Public/Global Health

CDC director ‘cautiously optimistic’ about coronavirus situation in US

Centers for Disease Control and Prevention (CDC) Director Rochelle Walensky said Wednesday she is “cautiously optimistic” that the U.S. is “turning the corner” in its battle against COVID-19.

In an interview on ABC’s “Good Morning America,” co-host George Stephanopoulos asked Walensky if her “feeling of impending doom” from last month has passed.

“I have a feeling of cautious optimism now,” she responded. 

Walensky said that, at the time of her “impending doom” comment, the country was “seeing cases go up, we were seeing people relaxing their measures, and I was really worried that we were in for yet another surge.”

The CDC chief said that cases in the country have plateaued, which she credited to increased vaccination rates and more people taking precautions such as social distancing and mask wearing.

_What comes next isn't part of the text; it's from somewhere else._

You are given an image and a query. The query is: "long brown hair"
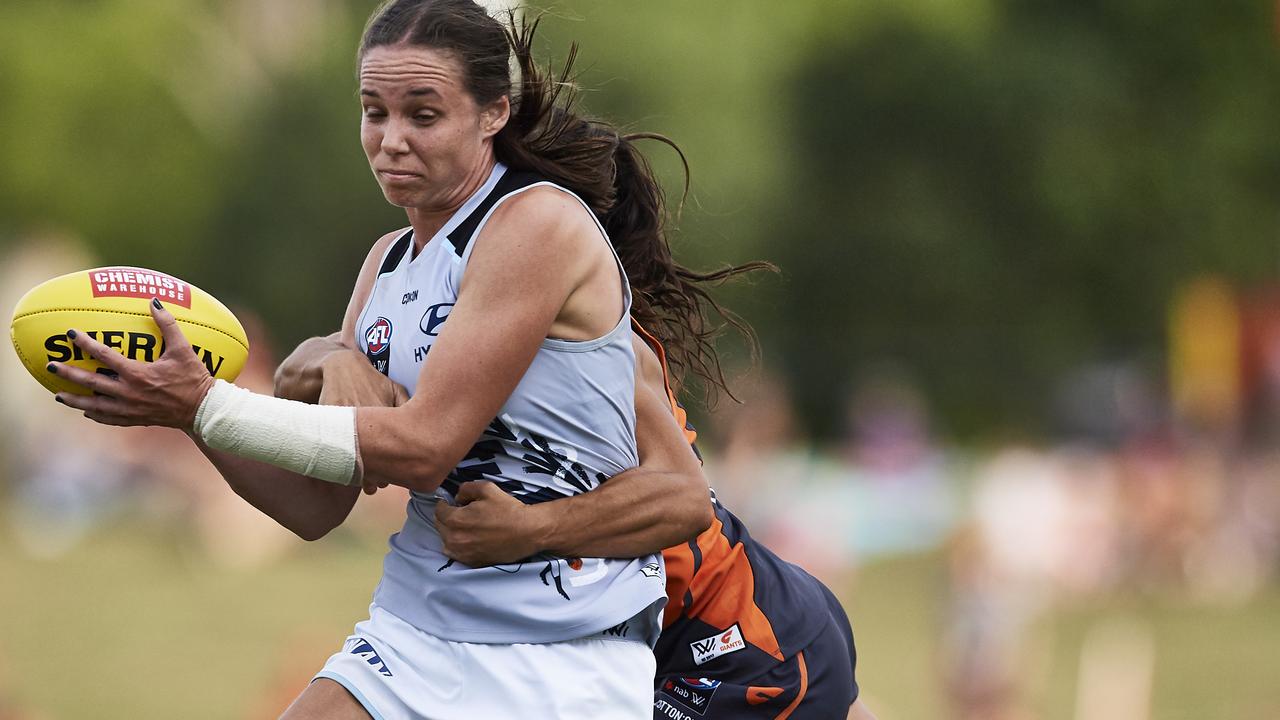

“I’m cautiously optimistic that we’re turning the corner,” she said.

Walensky voiced a similar sentiment the day before, saying at a press briefing that the U.S. is seeing a “hopeful decline” in coronavirus cases. She called attention to declines in the seven-day averages of cases, hospitalizations and deaths.

In the ABC interview, she also stressed the importance of monitoring communities that have not been fully vaccinated. She called the coronavirus an “opportunist,” and said these locations are “where the virus is going to strike.”

The U.S. has reported more than 32 million coronavirus cases and more than 573,000 deaths since the beginning of the pandemic, according to The New York Times.

According to the Times, 43 percent of Americans have received at least one dose of a COVID-19 vaccine.